数据如下所示。
time <- c('Nov 1st 2014, 17:36:50.000','Nov 1st 2014, 17:36:50.000',
'Nov 1st 2014, 17:36:50.000','Nov 1st 2014, 17:36:50.000', 'Nov 1st 2014, 17:37:50.000','Nov 1st 2014, 17:37:50.000','Nov 1st 2014, 17:37:50.000')
A <- c('20.79','NA','NA','NA','21.8','NA','NA')
B <- c('NA','97.017','94.321','85.014','NA','87.1','67.1')

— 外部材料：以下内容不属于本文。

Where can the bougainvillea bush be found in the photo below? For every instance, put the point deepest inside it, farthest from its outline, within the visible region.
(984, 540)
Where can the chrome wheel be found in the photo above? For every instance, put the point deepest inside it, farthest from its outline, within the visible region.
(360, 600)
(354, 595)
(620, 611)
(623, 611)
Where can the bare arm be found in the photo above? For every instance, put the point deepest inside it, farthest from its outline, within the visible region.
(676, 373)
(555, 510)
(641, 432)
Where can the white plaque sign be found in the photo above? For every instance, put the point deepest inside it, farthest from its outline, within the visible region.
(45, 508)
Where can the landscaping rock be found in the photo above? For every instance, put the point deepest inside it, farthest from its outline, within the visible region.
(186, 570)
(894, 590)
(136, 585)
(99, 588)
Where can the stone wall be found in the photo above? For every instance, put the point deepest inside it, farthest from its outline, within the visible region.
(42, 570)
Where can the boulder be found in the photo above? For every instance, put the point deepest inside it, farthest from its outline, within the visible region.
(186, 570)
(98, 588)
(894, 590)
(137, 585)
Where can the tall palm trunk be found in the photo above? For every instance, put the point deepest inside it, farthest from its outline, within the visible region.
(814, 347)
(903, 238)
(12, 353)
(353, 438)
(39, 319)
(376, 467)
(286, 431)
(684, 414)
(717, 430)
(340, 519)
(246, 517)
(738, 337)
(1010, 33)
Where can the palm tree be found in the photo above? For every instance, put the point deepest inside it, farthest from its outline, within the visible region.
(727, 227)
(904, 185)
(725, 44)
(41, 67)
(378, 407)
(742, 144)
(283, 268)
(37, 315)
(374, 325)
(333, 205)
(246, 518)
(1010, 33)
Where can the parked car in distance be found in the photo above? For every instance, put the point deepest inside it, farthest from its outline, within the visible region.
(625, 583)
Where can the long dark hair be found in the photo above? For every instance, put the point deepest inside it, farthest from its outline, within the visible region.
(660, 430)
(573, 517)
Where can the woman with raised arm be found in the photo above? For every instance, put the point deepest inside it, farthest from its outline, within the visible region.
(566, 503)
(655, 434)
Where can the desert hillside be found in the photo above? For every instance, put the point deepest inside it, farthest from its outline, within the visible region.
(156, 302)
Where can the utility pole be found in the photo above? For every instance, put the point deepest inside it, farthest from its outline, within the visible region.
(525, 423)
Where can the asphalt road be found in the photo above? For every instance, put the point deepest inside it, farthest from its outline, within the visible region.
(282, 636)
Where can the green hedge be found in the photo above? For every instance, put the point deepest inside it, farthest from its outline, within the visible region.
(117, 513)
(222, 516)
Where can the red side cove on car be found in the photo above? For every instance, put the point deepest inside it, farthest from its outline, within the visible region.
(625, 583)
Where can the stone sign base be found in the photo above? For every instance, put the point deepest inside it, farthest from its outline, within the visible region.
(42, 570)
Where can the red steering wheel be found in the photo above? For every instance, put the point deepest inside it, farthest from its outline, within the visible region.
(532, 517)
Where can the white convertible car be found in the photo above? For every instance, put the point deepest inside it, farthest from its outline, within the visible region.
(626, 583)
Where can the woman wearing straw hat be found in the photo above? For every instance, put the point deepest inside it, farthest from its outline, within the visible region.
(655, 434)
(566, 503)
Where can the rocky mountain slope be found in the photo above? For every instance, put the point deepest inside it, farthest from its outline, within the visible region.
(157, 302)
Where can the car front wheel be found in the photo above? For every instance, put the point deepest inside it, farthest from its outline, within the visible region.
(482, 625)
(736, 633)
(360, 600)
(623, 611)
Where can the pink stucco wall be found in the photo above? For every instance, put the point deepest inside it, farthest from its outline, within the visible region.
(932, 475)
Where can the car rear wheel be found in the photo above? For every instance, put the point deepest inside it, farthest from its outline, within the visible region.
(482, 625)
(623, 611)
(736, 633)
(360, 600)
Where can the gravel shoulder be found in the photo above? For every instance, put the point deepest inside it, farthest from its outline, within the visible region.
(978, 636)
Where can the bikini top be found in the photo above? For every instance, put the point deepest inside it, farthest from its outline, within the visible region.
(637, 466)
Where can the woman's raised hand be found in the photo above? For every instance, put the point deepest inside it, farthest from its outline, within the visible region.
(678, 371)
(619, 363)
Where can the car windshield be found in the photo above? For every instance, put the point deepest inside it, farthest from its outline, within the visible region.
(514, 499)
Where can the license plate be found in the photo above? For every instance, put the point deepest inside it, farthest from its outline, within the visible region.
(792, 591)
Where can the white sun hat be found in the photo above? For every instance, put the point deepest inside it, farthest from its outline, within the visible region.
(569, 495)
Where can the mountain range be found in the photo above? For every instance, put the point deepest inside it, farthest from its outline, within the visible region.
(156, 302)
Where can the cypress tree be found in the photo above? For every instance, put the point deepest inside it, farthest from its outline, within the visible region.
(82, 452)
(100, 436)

C <- c('NA','C1','C2','C3','NA','C1','C2')
D <- c('L1','L1','L1','L1','L2','L2','L2')
C1 <- c('NA','NA','NA','NA','NA','NA','NA')
C2 <- c('NA','NA','NA','NA','NA','NA','NA')
C3 <- c('NA','NA','NA','NA','NA','NA','NA')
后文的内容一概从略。